VEC_$IADD_ADD_VECTOR_I Domain/OS VEC_$IADD_ADD_VECTOR_I
NAME
vec_$iadd_add_vector_i - add three 32-bit integer vectors
SYNOPSIS (C)
#include <apollo/base.h>
#include <apollo/vec.h>
void vec_$iadd_add_vector_i(
long int *start_vec,
long int &start_inc,
long int *add_vec,
long int &add_inc,
long int *add_vec_2,
long int &add_inc_2,
long int &length,
long int *result_vec,
long int &result_inc)
SYNOPSIS (Pascal)
%include '/sys/ins/base.ins.pas';
%include '/sys/ins/vec.ins.pas';
procedure vec_$iadd_add_vector_i(
in start_vec: univ vec_$integer32_vector;
in start_inc: integer32;
in add_vec: univ vec_$integer32_vector;
in add_inc: integer32;
in add_vec_2: univ vec_$integer32_vector;
in add_inc_2: integer32;
in length: integer32;
out result_vec: univ vec_$integer32_vector;
in result_inc: integer32);
SYNOPSIS (FORTRAN)
%include '/sys/ins/base.ins.ftn'
%include '/sys/ins/vec.ins.ftn'
parameter (nvec = 10)
integer*4 start_vec(nvec), result_vec(nvec), add_vec(nvec), add_vec_2(nvec)
integer*4 length
integer*4 start_inc, add_inc, add_inc_2, result_inc
call vec_$iadd_add_vector_i(start_vec, start_inc, add_vec, add_inc,
& add_vec_2, add_inc_2, length, result_vec, result_inc)
DESCRIPTION
Vec_$iadd_add_vector_i adds the vectors start_vec, add_vec, and
add_vec_2 and stores the final result in result_vec. It differs from
vec_$add_add_vector_i in that the vectors being handled contain 32-bit
integers.
This call, like all vec_$ calls ending in _i, takes a set of extra stride
arguments, one for every vector argument. The stride arguments determine
which elements in the array are actually processed. For instance, if the
stride for a particular array is set to 3, every third element in the
array will be processed by the routine. The stride arguments need not be
identical. If all stride arguments are set to 1, this call behaves
exactly like the version without the _i in its name.

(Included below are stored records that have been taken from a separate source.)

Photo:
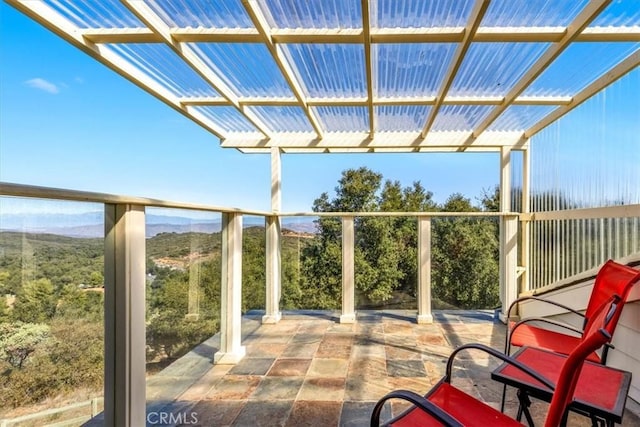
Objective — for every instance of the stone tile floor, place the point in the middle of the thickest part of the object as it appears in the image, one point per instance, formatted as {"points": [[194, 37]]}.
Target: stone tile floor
{"points": [[310, 370]]}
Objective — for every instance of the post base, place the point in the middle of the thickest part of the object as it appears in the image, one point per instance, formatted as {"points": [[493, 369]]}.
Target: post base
{"points": [[230, 358], [424, 319], [348, 318], [270, 319]]}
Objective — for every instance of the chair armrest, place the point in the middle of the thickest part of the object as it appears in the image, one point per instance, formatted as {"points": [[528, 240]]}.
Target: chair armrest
{"points": [[548, 321], [507, 359], [420, 402], [557, 304], [510, 331]]}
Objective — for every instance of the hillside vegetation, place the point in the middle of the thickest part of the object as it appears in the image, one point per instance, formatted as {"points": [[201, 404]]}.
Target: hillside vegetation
{"points": [[51, 320]]}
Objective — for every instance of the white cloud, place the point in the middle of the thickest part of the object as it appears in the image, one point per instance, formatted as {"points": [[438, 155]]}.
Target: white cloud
{"points": [[42, 84]]}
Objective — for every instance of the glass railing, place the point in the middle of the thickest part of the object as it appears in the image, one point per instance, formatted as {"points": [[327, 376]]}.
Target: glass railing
{"points": [[51, 311], [54, 264]]}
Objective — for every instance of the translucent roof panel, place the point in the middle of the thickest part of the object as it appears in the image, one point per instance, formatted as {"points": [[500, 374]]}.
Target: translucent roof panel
{"points": [[164, 66], [419, 14], [252, 71], [343, 119], [532, 13], [410, 118], [248, 68], [227, 118], [410, 69], [313, 13], [620, 13], [519, 117], [491, 69], [96, 14], [283, 119], [579, 65], [329, 70], [460, 117], [198, 13]]}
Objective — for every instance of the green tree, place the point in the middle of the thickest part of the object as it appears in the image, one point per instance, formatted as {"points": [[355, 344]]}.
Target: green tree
{"points": [[36, 302], [385, 248], [18, 340], [465, 263], [77, 303], [4, 309]]}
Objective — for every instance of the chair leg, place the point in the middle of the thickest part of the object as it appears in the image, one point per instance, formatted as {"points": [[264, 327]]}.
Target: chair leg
{"points": [[504, 398], [523, 407]]}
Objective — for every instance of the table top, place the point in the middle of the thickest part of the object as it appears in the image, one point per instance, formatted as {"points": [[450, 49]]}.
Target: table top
{"points": [[601, 390]]}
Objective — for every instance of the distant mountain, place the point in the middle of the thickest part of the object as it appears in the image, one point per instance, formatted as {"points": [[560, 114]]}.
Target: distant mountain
{"points": [[91, 224]]}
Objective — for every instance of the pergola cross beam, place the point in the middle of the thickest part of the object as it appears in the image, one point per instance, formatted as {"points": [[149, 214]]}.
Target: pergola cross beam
{"points": [[144, 12], [286, 68], [475, 18]]}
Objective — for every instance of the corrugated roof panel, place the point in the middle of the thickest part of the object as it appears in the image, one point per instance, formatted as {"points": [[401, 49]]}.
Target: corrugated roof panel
{"points": [[577, 66], [198, 13], [410, 69], [460, 117], [491, 69], [343, 119], [401, 117], [419, 14], [163, 65], [248, 68], [313, 13], [620, 13], [227, 118], [283, 119], [521, 117], [532, 13], [329, 70], [96, 14]]}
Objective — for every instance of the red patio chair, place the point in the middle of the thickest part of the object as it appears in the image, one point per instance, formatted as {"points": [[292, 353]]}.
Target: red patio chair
{"points": [[447, 405], [612, 279]]}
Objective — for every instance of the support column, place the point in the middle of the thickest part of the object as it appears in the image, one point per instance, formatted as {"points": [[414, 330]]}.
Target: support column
{"points": [[124, 317], [348, 275], [273, 243], [525, 225], [424, 270], [272, 308], [231, 350], [193, 307], [508, 237]]}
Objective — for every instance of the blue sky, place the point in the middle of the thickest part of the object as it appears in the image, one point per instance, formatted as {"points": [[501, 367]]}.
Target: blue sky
{"points": [[67, 121]]}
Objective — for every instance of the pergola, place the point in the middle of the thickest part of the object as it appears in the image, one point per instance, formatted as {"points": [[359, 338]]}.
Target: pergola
{"points": [[325, 76], [359, 75]]}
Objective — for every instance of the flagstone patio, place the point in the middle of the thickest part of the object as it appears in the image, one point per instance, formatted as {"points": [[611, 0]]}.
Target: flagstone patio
{"points": [[310, 370]]}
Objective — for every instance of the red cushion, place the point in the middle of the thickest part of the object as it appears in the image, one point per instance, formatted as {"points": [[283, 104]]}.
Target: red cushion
{"points": [[597, 386], [463, 407], [544, 338]]}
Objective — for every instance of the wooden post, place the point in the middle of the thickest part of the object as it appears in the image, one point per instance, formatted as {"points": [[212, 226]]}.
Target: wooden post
{"points": [[124, 319], [231, 350], [424, 270], [348, 276]]}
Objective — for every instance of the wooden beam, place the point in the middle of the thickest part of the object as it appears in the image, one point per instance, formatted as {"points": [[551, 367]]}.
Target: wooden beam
{"points": [[147, 15], [579, 23], [288, 70], [381, 140], [356, 35], [368, 65], [622, 68], [475, 18]]}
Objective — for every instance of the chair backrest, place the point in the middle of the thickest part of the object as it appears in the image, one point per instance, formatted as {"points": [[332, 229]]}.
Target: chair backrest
{"points": [[612, 279], [595, 336]]}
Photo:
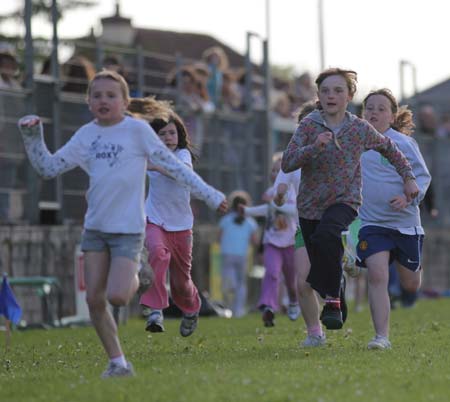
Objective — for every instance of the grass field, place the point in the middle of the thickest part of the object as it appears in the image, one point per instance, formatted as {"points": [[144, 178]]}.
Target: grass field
{"points": [[238, 360]]}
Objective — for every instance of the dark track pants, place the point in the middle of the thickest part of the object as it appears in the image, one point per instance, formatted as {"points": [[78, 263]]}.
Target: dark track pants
{"points": [[323, 240]]}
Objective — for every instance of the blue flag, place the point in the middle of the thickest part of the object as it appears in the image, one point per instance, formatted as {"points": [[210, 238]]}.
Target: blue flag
{"points": [[8, 303]]}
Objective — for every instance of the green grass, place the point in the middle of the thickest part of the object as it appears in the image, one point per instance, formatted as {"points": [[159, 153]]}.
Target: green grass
{"points": [[238, 360]]}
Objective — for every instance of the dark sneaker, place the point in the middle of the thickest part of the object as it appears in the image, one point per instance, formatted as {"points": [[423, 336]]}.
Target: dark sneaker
{"points": [[155, 322], [331, 316], [116, 370], [344, 308], [188, 324], [268, 317], [145, 274]]}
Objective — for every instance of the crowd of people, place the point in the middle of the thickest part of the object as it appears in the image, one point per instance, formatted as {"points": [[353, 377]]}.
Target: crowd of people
{"points": [[336, 167]]}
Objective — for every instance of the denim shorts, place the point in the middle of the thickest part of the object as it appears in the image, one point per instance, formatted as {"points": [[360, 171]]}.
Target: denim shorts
{"points": [[117, 244], [299, 241]]}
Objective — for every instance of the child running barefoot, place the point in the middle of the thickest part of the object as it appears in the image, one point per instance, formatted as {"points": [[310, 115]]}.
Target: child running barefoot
{"points": [[236, 233], [278, 240], [113, 150], [391, 228], [328, 145], [169, 223]]}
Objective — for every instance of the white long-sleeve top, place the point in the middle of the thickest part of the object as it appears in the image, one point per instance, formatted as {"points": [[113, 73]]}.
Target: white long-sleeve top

Initialize the counter variables J, K, L, and M to the low indices of the
arrays start_vec, add_vec, add_vec_2, and result_vec. In Fortran, the
low index will be 1; in C, it will be 0; in Pascal, it varies depending
on the declaration.
Execute the following equations length times:
result_vec(M) = start_vec(J) + add_vec(K) + add_vec_2(L)
J = J + start_inc
K = K + add_inc
L = L + add_inc_2
M = M + result_inc
start_vec
An addend vector.
start_inc
The stride for start_vec.
add_vec
An addend vector.
add_inc
The stride for add_vec.
add_vec_2
An addend vector.
add_inc_2
The stride for add_vec_2.
length
The number of elements to be operated on; normally the same as the
number of elements in the vectors.
result_vec
The vector created by adding start_vec, add_vec, and add_vec_2.
result_inc
The stride for result_vec.
NOTES
When vec_$iadd_add_vector_i is used to operate on matrixes in C and Pas-
cal, start_vec, add_vec, add_vec_2, and result_vec are row vectors; in
FORTRAN, they are column vectors.
As in all the vec_$ calls, the result array must not overlap any of the
input arrays; the result array may be identical to an input, but must not
contain any subset of it. Because of pipelining, using overlapping
input and output arrays may cause incorrect results.
SEE ALSO
vec_$add_mult_vector, vec_$sub_mult_vector, vec_$mult_add_vector,
vec_$mult_sub_vector, vec_$mult_rsub_vector, vec_$sub_add_vector,
vec_$mult_mult_vector, vec_$add_add_vector_i, vec_$add_add_vector_i,
vec_$dadd_add_vector, vec_$dadd_add_vector_i, vec_$iadd_add_vector,
vec_$iadd_add_vector16, vec_$iadd_add_vector16_i.